How to decide no of ntrees in randomForest?

randomforest

#1

I was trying to run a randomForest code in R…So there’s a paramter ntree. In kaggle forum i saw mny people taking random values for ntree like 50,100,500. So on what basis are they selecting these values ?

@Lesaffrea @shuvayan @hinduja1234

Thanks,
Rohit


#2

Hi Rohit,

well the number of trees is used to reduce the variance, trees have tendency to be unstable, to have high variance. Now there is a catch there low variance/high bias, so the art is to find the balance. I think you mentioned caret in other post with grid parameter in caret you can train multiple model and use the graphic of caret to check the model with the optimum number of trees.
With random forrest you have the trees as well as one parameter, from my experience it has more importance than number of trees.
Best regards
Alain


#3

But in randomforest on what basis we give any value in tree parameter?

I am beginner in this area. thats why so many silly doubts :frowning:


#4

Hi Rohit,

Ideally the number of trees should be the number of trees after which your Out of Bag (OOB) error starts increasing (ideal point).

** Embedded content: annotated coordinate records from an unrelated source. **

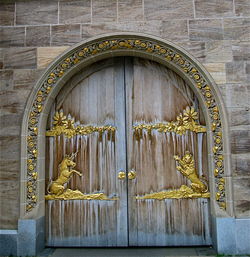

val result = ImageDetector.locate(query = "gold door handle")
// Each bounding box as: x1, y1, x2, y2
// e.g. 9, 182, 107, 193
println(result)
118, 171, 126, 180
128, 170, 136, 180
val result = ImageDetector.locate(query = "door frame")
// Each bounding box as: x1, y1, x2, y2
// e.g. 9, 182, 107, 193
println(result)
19, 33, 234, 254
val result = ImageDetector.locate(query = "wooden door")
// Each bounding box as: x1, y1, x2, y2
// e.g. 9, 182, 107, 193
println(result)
125, 59, 211, 246
46, 59, 128, 246
46, 58, 211, 247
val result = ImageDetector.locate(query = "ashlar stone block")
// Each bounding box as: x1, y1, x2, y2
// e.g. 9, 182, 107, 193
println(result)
59, 0, 91, 24
16, 0, 58, 25
189, 19, 223, 41
0, 27, 25, 47
224, 18, 250, 40
26, 26, 50, 46
118, 0, 143, 22
0, 2, 15, 26
194, 0, 234, 18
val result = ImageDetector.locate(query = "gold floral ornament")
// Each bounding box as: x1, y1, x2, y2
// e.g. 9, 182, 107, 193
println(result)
133, 106, 206, 139
46, 111, 116, 139
136, 151, 210, 200
45, 153, 117, 200
26, 36, 226, 211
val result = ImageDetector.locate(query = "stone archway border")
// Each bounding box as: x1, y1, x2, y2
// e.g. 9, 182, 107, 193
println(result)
21, 33, 232, 217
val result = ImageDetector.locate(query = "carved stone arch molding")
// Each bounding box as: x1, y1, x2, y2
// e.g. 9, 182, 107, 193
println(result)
20, 33, 233, 219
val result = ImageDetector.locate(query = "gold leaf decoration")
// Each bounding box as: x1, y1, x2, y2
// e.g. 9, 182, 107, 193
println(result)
46, 111, 116, 138
136, 151, 210, 200
133, 106, 206, 138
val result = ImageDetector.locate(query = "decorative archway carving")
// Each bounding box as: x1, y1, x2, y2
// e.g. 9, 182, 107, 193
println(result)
21, 33, 232, 218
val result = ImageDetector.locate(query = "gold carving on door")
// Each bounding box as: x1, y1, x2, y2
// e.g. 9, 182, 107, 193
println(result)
136, 151, 210, 200
46, 111, 116, 139
45, 153, 116, 200
133, 106, 206, 139
45, 111, 117, 200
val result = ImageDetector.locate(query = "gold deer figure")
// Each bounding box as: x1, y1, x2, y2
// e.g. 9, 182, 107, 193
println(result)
174, 151, 208, 193
47, 152, 82, 196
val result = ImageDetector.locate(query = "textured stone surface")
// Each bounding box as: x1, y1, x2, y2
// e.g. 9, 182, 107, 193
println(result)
194, 0, 234, 18
232, 153, 250, 176
118, 0, 143, 21
13, 69, 43, 90
236, 218, 250, 252
189, 19, 223, 41
51, 24, 81, 46
37, 46, 68, 69
205, 41, 233, 63
0, 112, 23, 136
92, 0, 117, 22
82, 21, 162, 39
232, 41, 250, 61
0, 70, 13, 91
213, 218, 236, 254
233, 176, 250, 200
0, 181, 19, 229
161, 20, 188, 42
0, 48, 4, 69
234, 199, 250, 218
0, 157, 20, 182
224, 18, 250, 40
0, 135, 20, 160
226, 61, 247, 83
227, 106, 250, 126
144, 0, 194, 20
16, 0, 58, 25
179, 41, 206, 63
0, 27, 25, 47
230, 130, 250, 154
3, 47, 36, 69
0, 3, 15, 26
234, 0, 250, 16
59, 0, 91, 24
0, 230, 18, 256
219, 84, 250, 106
17, 217, 45, 256
26, 26, 50, 46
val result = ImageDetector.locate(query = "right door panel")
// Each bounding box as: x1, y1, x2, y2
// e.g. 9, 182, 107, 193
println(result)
125, 58, 211, 246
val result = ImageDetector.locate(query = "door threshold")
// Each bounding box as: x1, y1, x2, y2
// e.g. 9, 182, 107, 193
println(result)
38, 246, 216, 257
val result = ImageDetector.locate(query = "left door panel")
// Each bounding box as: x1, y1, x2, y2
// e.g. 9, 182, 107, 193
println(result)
46, 58, 128, 247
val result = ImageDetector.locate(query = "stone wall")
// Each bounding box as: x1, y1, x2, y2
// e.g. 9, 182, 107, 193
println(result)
0, 0, 250, 229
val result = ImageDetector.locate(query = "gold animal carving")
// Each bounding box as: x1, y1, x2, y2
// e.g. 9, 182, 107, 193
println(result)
136, 151, 210, 200
45, 153, 117, 200
47, 153, 82, 196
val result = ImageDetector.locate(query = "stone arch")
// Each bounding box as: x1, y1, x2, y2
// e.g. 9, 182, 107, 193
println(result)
20, 33, 233, 219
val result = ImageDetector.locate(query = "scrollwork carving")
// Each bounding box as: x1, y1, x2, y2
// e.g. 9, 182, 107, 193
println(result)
26, 36, 226, 211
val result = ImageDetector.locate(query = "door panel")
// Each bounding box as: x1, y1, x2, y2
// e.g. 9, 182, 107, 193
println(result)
125, 59, 211, 246
46, 57, 211, 247
46, 59, 128, 246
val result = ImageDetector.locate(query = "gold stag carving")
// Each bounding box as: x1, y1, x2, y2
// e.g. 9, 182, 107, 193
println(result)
136, 152, 210, 200
46, 111, 116, 138
45, 153, 116, 200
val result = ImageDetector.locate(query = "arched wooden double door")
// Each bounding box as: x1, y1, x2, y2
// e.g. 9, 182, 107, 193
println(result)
46, 58, 211, 247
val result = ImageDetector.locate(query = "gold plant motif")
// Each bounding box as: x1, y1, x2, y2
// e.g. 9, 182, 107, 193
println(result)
26, 36, 227, 212
46, 111, 116, 138
133, 106, 206, 138
45, 153, 116, 200
136, 151, 210, 200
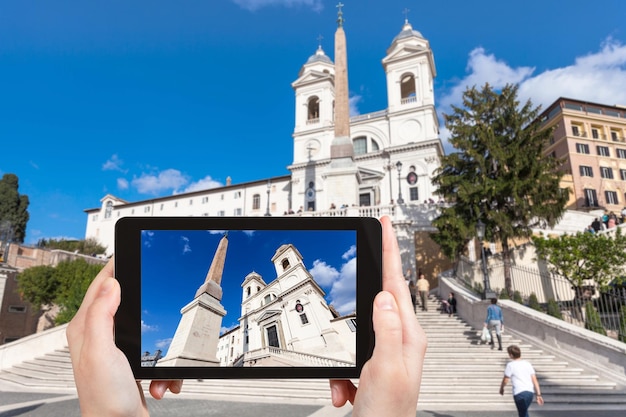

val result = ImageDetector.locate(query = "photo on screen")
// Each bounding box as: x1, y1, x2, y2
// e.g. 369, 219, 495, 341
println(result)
140, 229, 357, 368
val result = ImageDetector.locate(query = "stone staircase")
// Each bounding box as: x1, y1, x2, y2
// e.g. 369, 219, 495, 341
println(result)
0, 298, 626, 410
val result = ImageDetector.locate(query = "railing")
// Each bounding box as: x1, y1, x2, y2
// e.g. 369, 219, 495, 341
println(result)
243, 346, 354, 367
456, 257, 626, 342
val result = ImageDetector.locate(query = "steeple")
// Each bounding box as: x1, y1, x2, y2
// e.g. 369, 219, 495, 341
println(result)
330, 2, 354, 165
195, 233, 228, 301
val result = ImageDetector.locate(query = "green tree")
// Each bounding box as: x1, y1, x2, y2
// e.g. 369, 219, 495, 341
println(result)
17, 265, 59, 306
433, 84, 568, 294
17, 259, 103, 324
0, 174, 29, 243
532, 228, 626, 293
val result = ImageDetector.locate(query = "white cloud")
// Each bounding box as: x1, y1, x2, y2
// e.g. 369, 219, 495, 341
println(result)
341, 245, 356, 260
233, 0, 324, 12
131, 169, 189, 194
182, 175, 224, 193
154, 337, 172, 351
117, 178, 130, 190
141, 320, 159, 333
438, 38, 626, 145
102, 154, 126, 172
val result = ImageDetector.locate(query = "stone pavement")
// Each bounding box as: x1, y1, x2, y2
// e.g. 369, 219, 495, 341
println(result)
0, 392, 624, 417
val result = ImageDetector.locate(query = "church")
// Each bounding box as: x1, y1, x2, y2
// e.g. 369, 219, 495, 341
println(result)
85, 10, 443, 270
155, 234, 356, 367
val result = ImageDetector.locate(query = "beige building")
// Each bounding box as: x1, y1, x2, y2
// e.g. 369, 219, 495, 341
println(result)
539, 98, 626, 214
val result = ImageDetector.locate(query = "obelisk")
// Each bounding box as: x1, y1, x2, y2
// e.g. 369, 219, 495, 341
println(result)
157, 234, 228, 366
326, 3, 359, 206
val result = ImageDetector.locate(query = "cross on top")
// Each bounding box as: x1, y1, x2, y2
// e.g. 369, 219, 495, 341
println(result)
402, 7, 410, 23
337, 2, 344, 27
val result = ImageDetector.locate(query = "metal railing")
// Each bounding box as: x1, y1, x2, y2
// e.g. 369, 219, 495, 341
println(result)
456, 258, 626, 343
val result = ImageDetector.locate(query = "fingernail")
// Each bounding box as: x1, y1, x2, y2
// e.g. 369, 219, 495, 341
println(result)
100, 278, 113, 295
376, 291, 395, 310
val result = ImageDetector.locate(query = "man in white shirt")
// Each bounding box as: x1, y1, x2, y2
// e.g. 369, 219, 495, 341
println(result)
500, 345, 543, 417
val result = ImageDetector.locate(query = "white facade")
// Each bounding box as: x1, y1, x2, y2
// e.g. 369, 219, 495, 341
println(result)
217, 245, 356, 366
85, 23, 443, 255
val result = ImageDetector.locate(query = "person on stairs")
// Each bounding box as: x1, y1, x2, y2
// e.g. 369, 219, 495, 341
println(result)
484, 298, 504, 350
417, 272, 430, 311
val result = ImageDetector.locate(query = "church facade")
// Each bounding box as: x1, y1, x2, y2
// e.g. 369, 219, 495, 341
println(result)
85, 12, 443, 276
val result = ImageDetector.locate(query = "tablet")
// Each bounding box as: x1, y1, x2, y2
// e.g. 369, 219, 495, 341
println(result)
115, 217, 382, 379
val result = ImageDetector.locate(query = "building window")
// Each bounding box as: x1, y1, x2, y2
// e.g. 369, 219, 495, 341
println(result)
604, 191, 619, 204
104, 201, 113, 219
306, 96, 320, 123
400, 74, 417, 104
576, 143, 589, 154
352, 136, 367, 155
600, 167, 613, 180
583, 188, 598, 207
580, 165, 593, 177
597, 146, 611, 156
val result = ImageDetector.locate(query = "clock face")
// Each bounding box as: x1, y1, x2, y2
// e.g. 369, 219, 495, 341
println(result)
304, 139, 321, 158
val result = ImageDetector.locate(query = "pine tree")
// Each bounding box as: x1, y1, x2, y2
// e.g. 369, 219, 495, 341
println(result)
433, 84, 568, 294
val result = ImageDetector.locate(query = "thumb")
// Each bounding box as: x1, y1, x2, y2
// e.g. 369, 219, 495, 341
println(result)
84, 277, 121, 346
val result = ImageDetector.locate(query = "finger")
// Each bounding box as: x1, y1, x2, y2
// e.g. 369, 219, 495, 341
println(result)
330, 379, 356, 407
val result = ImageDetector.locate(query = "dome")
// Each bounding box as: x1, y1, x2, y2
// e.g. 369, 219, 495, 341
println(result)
392, 20, 424, 43
305, 45, 333, 65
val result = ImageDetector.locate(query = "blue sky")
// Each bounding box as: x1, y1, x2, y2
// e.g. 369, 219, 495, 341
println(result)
141, 230, 357, 354
0, 0, 626, 243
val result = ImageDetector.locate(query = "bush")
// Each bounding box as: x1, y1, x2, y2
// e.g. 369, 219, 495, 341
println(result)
528, 292, 543, 311
585, 301, 606, 336
498, 288, 510, 300
548, 298, 563, 320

You can observe this using a parameter called do.trace = TRUE in R which will give you the OOB error after each tree is grown. (Let’s hope you’re using the randomForest package for this).

As a beginner, you can just set this number to a high enough value, say 500 if your data is big enough and observe the OOB errors. Having more number of trees does not cause any harm in the case of R at least since it limits averaging of predictions to the ideal point as described above.

Once you’ve run enough models with your data, you will get a fair idea of how much should be good enough.